Effect of SP600125 on JNK activity in adjuvant arthritis. Rats with adjuvant arthritis were treated with SP600125 or vehicle beginning on day 8 and sacrificed on day 14. The ability of joint lysates to phosphorylate GST-c-Jun was determined as described in Methods. Vehicle-treated rats had high levels of JNK kinase activity, while no activity was detected in the SP600125-treated rats (n = 4 each).

Figure 8

(a) Effect of SP600125 on adjuvant arthritis in rats. Rats were immunized with complete Freund’s adjuvant on day 0 and treated with vehicle or 30 mg/kg/d of SP600125 subcutaneously beginning on day 8. Significantly less paw swelling was observed in the treated animals. (b) Effect of SP600125 on radiographic damage in adjuvant arthritis. Representative examples of ankle radiographs demonstrate markedly less destruction in the rats treated with SP600125 (top) compared with vehicle (bottom). (c) Effect of SP600125 on synovial collagenase gene expression. Northern blot analysis was performed on joint extracts of vehicle and SP600125-treated rats.
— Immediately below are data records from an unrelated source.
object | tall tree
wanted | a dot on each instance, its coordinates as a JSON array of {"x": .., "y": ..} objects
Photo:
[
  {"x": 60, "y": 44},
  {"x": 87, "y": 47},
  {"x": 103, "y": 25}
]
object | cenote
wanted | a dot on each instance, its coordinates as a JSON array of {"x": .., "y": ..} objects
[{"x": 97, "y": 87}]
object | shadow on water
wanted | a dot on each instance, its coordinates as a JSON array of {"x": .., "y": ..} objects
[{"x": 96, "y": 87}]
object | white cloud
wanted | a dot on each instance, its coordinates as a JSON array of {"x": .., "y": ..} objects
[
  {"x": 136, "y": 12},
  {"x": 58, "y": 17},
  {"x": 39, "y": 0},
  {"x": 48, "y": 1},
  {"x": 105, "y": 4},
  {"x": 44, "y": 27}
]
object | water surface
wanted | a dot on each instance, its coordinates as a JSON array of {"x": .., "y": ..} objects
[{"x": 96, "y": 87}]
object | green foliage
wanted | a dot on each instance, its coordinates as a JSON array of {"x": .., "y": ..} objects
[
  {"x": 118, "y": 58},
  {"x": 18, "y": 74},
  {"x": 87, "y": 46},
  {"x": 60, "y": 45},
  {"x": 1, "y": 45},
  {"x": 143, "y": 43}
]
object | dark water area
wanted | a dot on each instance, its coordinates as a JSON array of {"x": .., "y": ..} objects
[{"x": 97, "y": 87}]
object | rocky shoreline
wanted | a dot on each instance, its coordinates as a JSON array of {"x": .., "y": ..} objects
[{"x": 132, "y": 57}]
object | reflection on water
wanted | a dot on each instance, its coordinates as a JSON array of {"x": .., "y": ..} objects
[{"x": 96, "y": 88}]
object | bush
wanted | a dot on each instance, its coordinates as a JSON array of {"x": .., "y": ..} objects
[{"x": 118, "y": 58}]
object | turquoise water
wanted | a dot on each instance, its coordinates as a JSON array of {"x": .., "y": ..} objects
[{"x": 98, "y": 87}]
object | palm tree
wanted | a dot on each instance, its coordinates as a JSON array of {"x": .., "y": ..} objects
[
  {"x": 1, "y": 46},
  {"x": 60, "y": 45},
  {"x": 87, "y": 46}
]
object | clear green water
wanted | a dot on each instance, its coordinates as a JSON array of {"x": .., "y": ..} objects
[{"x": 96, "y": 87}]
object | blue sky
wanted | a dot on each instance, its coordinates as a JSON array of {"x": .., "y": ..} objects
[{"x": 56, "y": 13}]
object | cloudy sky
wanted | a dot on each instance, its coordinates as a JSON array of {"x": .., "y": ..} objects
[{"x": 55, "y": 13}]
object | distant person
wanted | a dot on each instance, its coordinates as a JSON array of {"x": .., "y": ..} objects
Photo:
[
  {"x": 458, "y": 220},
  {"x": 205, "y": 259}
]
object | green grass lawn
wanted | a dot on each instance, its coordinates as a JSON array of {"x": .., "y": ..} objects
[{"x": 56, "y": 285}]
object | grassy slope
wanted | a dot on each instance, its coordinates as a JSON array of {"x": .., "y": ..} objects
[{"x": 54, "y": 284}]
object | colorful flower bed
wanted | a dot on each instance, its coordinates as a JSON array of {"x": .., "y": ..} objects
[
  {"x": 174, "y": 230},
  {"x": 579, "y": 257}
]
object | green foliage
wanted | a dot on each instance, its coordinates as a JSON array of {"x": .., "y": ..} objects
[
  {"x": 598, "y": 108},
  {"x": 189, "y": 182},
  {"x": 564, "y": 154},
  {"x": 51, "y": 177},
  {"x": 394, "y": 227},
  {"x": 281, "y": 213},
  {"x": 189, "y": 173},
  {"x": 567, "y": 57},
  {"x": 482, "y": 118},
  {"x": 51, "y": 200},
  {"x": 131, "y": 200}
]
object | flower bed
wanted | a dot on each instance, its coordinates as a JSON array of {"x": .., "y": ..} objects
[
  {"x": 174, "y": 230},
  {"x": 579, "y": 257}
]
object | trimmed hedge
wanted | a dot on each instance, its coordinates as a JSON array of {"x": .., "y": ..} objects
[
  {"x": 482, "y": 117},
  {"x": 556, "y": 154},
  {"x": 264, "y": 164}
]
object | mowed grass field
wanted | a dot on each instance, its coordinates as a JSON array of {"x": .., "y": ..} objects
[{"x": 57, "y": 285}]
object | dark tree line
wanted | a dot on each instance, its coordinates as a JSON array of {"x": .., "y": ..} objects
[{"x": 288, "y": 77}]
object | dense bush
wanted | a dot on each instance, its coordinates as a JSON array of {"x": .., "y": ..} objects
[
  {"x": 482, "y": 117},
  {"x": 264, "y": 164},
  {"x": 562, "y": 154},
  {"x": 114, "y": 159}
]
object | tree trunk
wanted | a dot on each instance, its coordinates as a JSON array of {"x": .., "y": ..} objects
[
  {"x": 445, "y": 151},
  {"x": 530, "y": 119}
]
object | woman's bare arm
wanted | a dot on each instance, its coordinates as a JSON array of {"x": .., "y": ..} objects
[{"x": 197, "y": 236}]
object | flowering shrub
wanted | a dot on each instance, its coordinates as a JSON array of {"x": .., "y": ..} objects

Each lane contains the extract of an ankle joint from a control or treated rat (n = 4 for each). Note the lower levels of MMP13 in the SP600125-treated animals (G3PDH-normalized MMP13 mRNA levels for SP600125 = 0.23 ± 0.086 and vehicle = 0.822 ± 0.131; P < 0.01). (d) Effect of SP600125 on synovial AP-1 activation. EMSA analysis was performed on joint extracts of vehicle and SP600125-treated rats with adjuvant arthritis. Positive control is shown on the far left lane of the gel. Note lower levels of AP-1 binding in the SP600125-treated rats (SP600125 = 2.89 ± 0.43 and vehicle = 12.6 ± 2.5, P < 0.01; data presented as arbitrary density units).